Эндрью прошел за Экхартом через приемную в аптеку, где Гедж
поздоровался с ним угрюмым кивком головы. Это был долговязый, худой мужчина
с лицом трупа, лысой головой, кое-где прикрытой прядями угольночерных волос,
и уныло свисавшими баками того же цвета. На нем был короткий альпаговый
пиджачок, позеленевший от времени и пролитых на него лекарств, из которого
торчали костлявые руки и лопатки, как у скелета. Лицо его выражало печаль,
усталость, озлобление. Он производил впечатление самого разочарованного
человека во всей вселенной. Когда вошел Эндрью, он отпустил последнего
посетителя, швырнув ему через решетку коробочку пилюль с таким видом, как
будто это отрава для крыс. "Будете ли вы принимать это или не будете - все
равно умрете", - казалось, говорил он мысленно.

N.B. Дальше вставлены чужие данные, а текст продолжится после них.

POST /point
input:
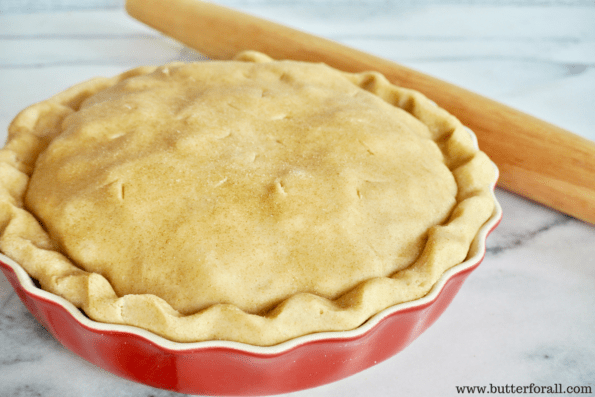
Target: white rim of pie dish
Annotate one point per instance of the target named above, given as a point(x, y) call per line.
point(477, 249)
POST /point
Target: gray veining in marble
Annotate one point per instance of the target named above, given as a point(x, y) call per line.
point(525, 315)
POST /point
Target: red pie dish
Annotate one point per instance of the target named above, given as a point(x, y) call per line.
point(229, 368)
point(251, 227)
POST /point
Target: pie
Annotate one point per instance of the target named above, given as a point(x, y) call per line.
point(250, 200)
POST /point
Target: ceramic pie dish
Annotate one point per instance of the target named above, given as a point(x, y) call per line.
point(294, 151)
point(229, 368)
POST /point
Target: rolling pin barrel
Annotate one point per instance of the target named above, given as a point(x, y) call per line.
point(536, 159)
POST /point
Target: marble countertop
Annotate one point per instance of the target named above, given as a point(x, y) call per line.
point(526, 315)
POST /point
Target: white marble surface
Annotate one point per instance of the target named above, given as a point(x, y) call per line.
point(526, 315)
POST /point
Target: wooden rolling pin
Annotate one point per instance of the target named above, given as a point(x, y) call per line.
point(536, 159)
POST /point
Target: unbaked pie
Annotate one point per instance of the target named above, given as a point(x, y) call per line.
point(250, 200)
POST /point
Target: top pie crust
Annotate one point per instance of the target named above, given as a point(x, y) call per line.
point(250, 200)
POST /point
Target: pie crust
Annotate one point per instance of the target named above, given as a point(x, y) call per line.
point(250, 200)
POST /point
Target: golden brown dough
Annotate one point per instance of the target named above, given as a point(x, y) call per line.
point(249, 200)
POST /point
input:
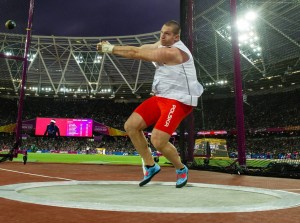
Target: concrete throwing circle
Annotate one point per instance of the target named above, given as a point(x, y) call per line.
point(161, 197)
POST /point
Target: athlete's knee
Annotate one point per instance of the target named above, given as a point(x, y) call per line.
point(158, 142)
point(134, 123)
point(128, 126)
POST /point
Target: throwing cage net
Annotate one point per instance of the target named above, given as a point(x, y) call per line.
point(14, 60)
point(253, 45)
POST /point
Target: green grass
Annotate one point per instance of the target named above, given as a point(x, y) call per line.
point(128, 160)
point(83, 158)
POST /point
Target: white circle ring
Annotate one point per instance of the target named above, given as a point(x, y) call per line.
point(159, 197)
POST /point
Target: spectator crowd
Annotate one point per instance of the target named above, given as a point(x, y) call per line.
point(279, 110)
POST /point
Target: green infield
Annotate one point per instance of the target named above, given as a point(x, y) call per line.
point(128, 160)
point(86, 159)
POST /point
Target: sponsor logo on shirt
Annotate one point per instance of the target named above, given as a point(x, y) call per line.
point(170, 115)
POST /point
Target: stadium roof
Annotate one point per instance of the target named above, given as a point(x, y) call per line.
point(70, 66)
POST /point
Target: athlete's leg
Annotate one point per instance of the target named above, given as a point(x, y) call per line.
point(144, 115)
point(160, 141)
point(134, 127)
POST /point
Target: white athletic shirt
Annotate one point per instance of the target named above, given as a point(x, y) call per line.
point(178, 82)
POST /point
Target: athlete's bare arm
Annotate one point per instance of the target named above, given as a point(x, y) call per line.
point(164, 55)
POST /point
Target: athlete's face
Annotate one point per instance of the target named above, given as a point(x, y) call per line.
point(167, 36)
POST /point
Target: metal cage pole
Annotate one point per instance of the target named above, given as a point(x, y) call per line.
point(24, 76)
point(239, 110)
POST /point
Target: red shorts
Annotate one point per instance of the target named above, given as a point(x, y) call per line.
point(165, 114)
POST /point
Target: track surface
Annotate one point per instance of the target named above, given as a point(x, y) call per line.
point(14, 211)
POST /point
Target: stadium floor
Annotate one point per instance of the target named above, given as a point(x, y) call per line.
point(211, 200)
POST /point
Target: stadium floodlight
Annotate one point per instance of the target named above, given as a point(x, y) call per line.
point(79, 59)
point(8, 53)
point(31, 57)
point(247, 35)
point(98, 58)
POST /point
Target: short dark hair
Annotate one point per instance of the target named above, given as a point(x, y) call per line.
point(175, 25)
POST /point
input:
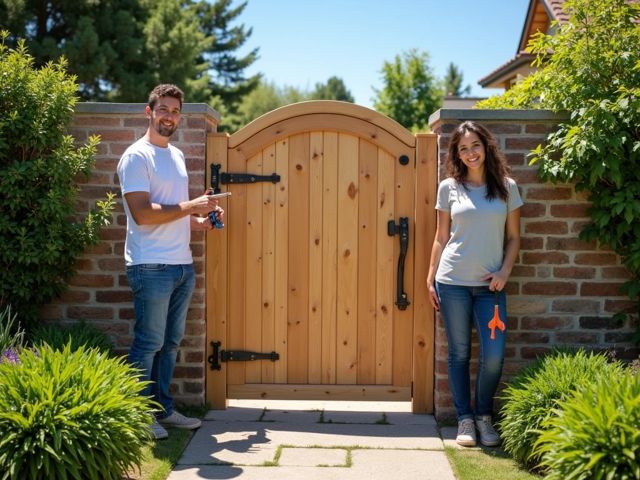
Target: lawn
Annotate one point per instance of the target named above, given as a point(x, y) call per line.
point(486, 464)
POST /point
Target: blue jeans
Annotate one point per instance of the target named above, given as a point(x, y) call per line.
point(461, 307)
point(161, 297)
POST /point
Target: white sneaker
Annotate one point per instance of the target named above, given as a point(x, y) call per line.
point(466, 433)
point(488, 436)
point(176, 419)
point(158, 431)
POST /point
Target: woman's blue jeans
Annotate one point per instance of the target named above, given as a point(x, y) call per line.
point(461, 308)
point(161, 298)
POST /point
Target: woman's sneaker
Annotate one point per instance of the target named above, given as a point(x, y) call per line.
point(178, 420)
point(488, 436)
point(466, 433)
point(158, 431)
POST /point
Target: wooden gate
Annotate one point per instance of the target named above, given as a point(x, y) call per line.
point(309, 264)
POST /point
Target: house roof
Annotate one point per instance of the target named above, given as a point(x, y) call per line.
point(540, 14)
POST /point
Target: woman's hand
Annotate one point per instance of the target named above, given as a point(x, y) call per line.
point(433, 296)
point(497, 280)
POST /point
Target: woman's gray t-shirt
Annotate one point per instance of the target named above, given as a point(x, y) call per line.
point(476, 241)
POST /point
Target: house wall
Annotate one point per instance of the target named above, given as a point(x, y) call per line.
point(100, 293)
point(562, 291)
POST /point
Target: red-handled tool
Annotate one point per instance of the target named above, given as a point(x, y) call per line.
point(495, 322)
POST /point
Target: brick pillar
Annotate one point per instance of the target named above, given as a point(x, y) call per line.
point(99, 293)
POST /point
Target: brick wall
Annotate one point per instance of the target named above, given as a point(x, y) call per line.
point(99, 293)
point(562, 291)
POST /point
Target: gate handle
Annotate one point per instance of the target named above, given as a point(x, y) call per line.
point(403, 229)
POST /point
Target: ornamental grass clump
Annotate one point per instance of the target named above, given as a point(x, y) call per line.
point(595, 434)
point(71, 414)
point(531, 396)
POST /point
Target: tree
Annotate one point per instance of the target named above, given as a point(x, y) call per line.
point(40, 232)
point(334, 89)
point(453, 80)
point(228, 81)
point(411, 91)
point(102, 41)
point(266, 97)
point(120, 49)
point(591, 68)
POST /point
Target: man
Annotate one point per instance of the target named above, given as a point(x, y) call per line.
point(160, 216)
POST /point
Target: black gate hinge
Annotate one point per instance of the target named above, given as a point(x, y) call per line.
point(236, 356)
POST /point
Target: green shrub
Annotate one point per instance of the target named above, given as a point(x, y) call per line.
point(595, 434)
point(71, 414)
point(11, 335)
point(531, 396)
point(77, 334)
point(40, 233)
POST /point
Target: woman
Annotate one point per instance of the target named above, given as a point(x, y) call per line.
point(476, 244)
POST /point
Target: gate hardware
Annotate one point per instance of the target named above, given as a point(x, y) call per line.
point(237, 356)
point(217, 178)
point(403, 229)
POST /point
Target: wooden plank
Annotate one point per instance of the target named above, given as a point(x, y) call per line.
point(423, 313)
point(253, 262)
point(329, 256)
point(315, 257)
point(386, 269)
point(281, 259)
point(367, 251)
point(298, 302)
point(268, 262)
point(403, 319)
point(236, 222)
point(321, 392)
point(347, 297)
point(216, 268)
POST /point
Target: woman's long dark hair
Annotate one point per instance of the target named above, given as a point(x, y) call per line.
point(496, 168)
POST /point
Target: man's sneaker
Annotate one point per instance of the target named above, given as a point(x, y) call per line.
point(466, 433)
point(178, 420)
point(158, 431)
point(488, 436)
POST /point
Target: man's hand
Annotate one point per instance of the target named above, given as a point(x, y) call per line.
point(200, 223)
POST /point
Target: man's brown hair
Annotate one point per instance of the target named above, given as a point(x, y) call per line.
point(165, 90)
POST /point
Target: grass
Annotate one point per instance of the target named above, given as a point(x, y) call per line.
point(486, 464)
point(160, 458)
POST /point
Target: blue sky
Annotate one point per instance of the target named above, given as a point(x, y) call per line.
point(303, 42)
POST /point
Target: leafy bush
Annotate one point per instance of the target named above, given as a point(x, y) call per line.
point(596, 433)
point(40, 237)
point(76, 335)
point(71, 414)
point(11, 335)
point(531, 396)
point(590, 67)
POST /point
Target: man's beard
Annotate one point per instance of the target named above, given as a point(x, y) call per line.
point(163, 130)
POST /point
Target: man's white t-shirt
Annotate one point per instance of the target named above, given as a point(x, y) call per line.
point(476, 241)
point(162, 173)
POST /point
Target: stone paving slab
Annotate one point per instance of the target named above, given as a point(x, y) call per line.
point(302, 417)
point(235, 414)
point(366, 465)
point(253, 443)
point(233, 444)
point(313, 457)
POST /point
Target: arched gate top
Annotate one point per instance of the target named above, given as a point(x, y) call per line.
point(325, 114)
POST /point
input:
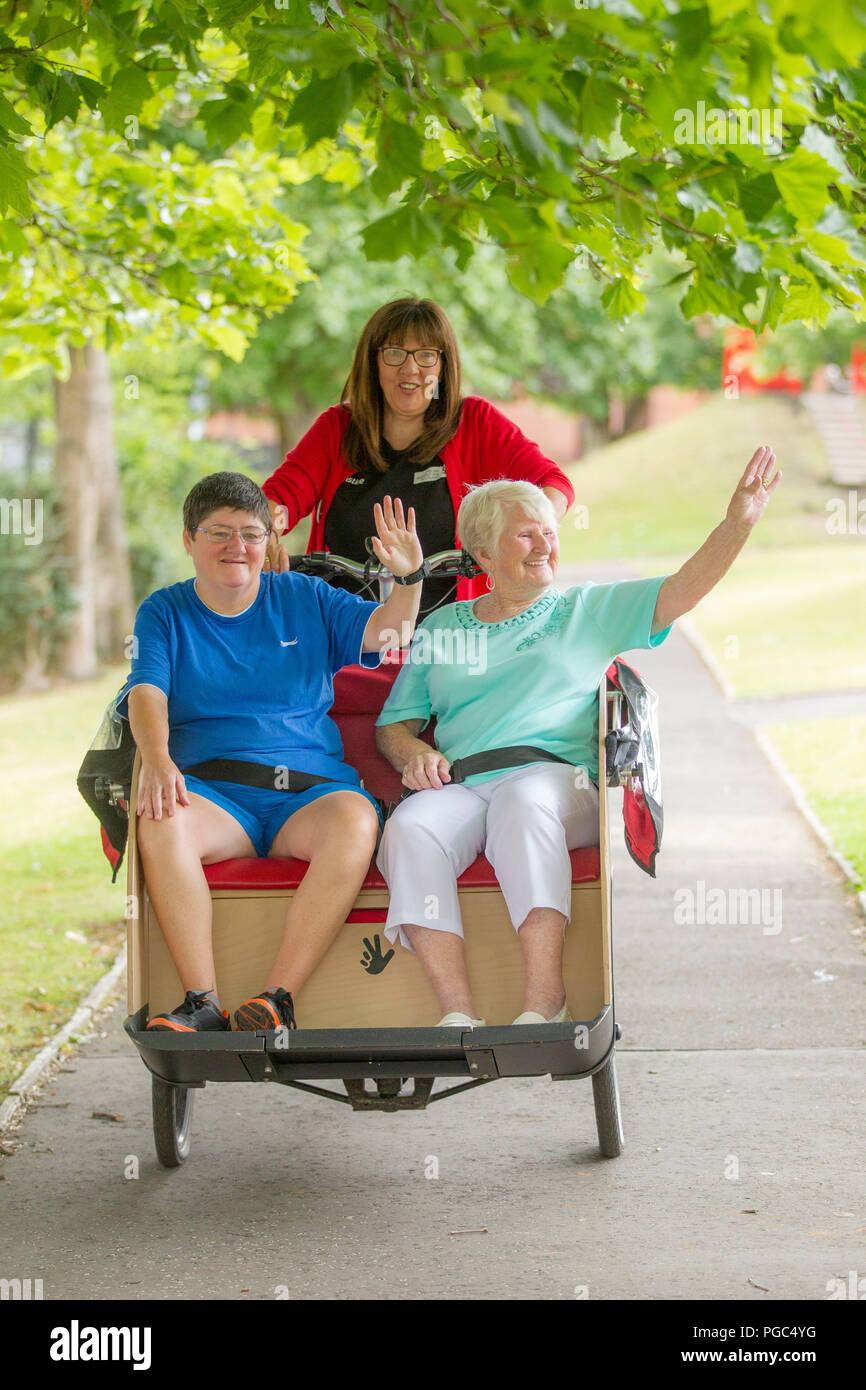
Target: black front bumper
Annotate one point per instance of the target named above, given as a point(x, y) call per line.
point(558, 1050)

- Ну, - сказал весело Экхарт, окончив официальное представление, -
теперь вы познакомились с Геджем и знаете самое худшее. Предупреждаю вас, он
не верит ни во что - разве только в касторку и в Чарльза Брэдло. (английский
политический деятель-радикал(1833-1891) ) Угодно вам еще что-нибудь узнать
от меня?
- Меня тревожит, что приходится выдавать такое множество справок о
болезни. Некоторые из этих молодцов, которых я сегодня осматривал, по-моему,
вполне трудоспособны.
- Э, Лесли не мешал им отлынивать от работы, сколько они хотели. У него
осмотреть пациента означало пощупать ему пульс в течение ровно двух секунд.
Эндрью возразил быстро:
- Что люди подумают о враче, который выдает направо и налево
свидетельства о нетрудоспособности с такой легкостью, как будто это ярлычки
с папиросных коробок?
Экхарт бросил на него быстрый взгляд и сказал напрямик:
- Будьте осторожны. Им не понравится, если вы откажетесь выдавать
листки о болезни.
В первый и последний раз за все время Гедж вмешался в разговор, сказав
мрачно:
- Добрая половина этих проклятых симулянтов совершенно здорова.

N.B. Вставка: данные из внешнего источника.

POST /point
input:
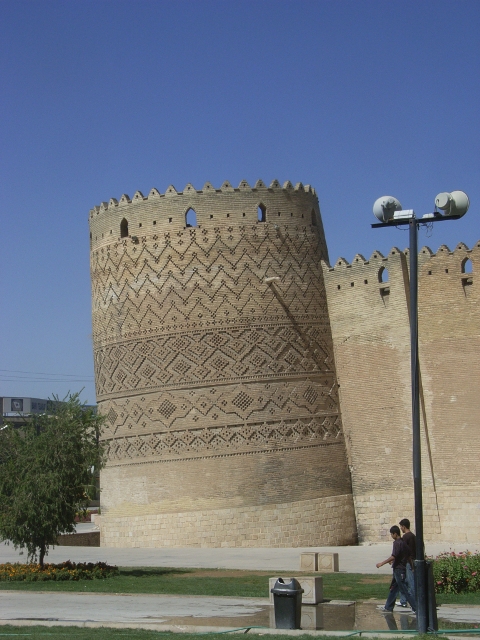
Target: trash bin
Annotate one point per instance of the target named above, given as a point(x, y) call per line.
point(287, 603)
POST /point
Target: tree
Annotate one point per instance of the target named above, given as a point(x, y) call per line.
point(47, 474)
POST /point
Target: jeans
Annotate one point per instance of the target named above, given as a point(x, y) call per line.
point(399, 584)
point(410, 579)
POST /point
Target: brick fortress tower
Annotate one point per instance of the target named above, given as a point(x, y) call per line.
point(214, 366)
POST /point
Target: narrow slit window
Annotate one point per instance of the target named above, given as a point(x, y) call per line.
point(261, 212)
point(191, 218)
point(124, 228)
point(383, 275)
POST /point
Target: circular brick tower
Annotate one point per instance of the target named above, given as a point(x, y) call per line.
point(214, 368)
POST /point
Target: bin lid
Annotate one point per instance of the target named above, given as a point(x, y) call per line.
point(290, 588)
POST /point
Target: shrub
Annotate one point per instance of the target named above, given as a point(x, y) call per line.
point(64, 571)
point(457, 572)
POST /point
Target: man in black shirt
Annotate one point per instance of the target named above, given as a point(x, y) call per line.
point(409, 538)
point(399, 559)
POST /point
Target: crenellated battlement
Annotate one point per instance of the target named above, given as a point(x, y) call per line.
point(147, 215)
point(208, 188)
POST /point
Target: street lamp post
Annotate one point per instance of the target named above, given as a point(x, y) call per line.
point(389, 211)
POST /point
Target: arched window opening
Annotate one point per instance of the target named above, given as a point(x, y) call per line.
point(262, 212)
point(383, 275)
point(124, 228)
point(191, 218)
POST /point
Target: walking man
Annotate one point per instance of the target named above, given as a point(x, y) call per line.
point(409, 538)
point(399, 559)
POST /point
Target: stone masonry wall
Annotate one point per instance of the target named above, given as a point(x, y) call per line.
point(214, 366)
point(368, 307)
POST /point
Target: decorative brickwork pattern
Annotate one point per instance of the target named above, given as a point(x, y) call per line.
point(274, 525)
point(213, 341)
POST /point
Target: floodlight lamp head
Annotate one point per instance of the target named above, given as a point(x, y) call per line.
point(385, 207)
point(455, 203)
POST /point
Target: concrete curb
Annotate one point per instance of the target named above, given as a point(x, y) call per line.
point(203, 629)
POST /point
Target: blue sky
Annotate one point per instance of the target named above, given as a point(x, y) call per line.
point(99, 98)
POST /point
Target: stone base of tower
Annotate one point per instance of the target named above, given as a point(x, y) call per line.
point(452, 514)
point(319, 522)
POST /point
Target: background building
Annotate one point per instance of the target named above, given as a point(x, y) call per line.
point(214, 366)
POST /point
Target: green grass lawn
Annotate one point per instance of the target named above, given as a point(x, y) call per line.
point(103, 633)
point(219, 582)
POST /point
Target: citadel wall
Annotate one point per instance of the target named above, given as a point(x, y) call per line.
point(214, 366)
point(369, 314)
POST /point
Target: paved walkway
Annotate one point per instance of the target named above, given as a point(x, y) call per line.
point(361, 559)
point(199, 613)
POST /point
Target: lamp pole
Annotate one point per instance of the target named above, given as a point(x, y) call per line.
point(390, 211)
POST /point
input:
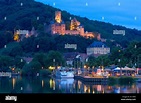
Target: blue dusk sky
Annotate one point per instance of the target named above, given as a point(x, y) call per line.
point(119, 12)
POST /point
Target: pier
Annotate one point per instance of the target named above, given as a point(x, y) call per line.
point(91, 79)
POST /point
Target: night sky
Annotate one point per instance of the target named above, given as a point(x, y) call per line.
point(120, 12)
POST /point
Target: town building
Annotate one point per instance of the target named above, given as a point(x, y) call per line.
point(97, 48)
point(19, 35)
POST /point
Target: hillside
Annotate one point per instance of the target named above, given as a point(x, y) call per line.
point(22, 14)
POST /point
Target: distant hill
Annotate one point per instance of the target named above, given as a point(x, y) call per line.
point(22, 14)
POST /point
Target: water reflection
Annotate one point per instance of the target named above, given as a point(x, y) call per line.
point(51, 85)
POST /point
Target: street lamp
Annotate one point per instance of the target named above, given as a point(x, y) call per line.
point(120, 67)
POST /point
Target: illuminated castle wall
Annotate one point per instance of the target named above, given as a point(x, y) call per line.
point(59, 27)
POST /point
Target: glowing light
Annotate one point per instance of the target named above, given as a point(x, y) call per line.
point(13, 82)
point(85, 88)
point(5, 46)
point(5, 18)
point(50, 82)
point(21, 88)
point(42, 83)
point(21, 60)
point(98, 87)
point(21, 4)
point(135, 18)
point(54, 4)
point(37, 46)
point(53, 82)
point(38, 18)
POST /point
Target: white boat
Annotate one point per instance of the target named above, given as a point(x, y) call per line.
point(64, 73)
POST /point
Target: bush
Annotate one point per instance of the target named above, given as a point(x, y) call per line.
point(112, 80)
point(45, 72)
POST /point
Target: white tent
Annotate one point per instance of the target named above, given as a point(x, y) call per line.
point(117, 68)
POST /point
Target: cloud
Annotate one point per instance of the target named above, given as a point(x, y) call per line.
point(121, 12)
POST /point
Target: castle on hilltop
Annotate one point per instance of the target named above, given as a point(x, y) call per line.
point(58, 26)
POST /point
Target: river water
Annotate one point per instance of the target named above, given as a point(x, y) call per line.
point(50, 85)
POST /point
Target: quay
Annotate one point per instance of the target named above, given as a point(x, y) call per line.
point(91, 79)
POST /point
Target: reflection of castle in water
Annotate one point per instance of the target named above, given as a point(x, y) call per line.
point(76, 86)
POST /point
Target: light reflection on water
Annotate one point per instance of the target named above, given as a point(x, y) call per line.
point(49, 85)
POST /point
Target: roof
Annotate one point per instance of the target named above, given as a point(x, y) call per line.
point(97, 44)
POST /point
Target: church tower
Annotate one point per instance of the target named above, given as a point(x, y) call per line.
point(58, 16)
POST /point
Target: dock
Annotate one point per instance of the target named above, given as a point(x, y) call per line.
point(91, 79)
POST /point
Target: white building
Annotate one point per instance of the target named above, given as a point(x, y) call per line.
point(97, 48)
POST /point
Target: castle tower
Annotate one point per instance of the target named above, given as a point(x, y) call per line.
point(58, 16)
point(74, 24)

Весь остальной день, обходя больных, вызывавших его на дом, Эндрью
волновался из-за справок о болезни. Визиты к больным были делом нелегким,
так как он еще не знал улиц, не раз приходилось возвращаться и вторично
проделывать тот же путь. К тому же его участок (во всяком случае большая его
часть) расположен был по склону того самого Марди-хилл, о котором упоминал
Том Кетлис, и от одного ряда домов к другому приходилось взбираться по
крутому косогору.
Не успело время перейти за полдень, а уже размышления привели Эндрью к
неприятному выводу. Он решил, что ни в коем случае не должен выдавать в
сомнительных случаях справок о болезни. И в этот вечер отправился на
вечерний прием в амбулаторию с тревожной, но упрямой морщинкой между бровей.
У его кабинета толпилось еще больше людей, чем утром, Первым вошел весь
заплывший жиром огромный верзила, от которого сильно пахло пивом. По его
виду можно было предположить, что он еще в своей жизни ни разу не проработал
целого дня. Ему было лет пятьдесят. Сощурив свиные глазки, он оглядел
Эндрью.
- Листок, - сказал он бесцеремонно.
- Для чего? - спросил Эндрью. -Чем больны?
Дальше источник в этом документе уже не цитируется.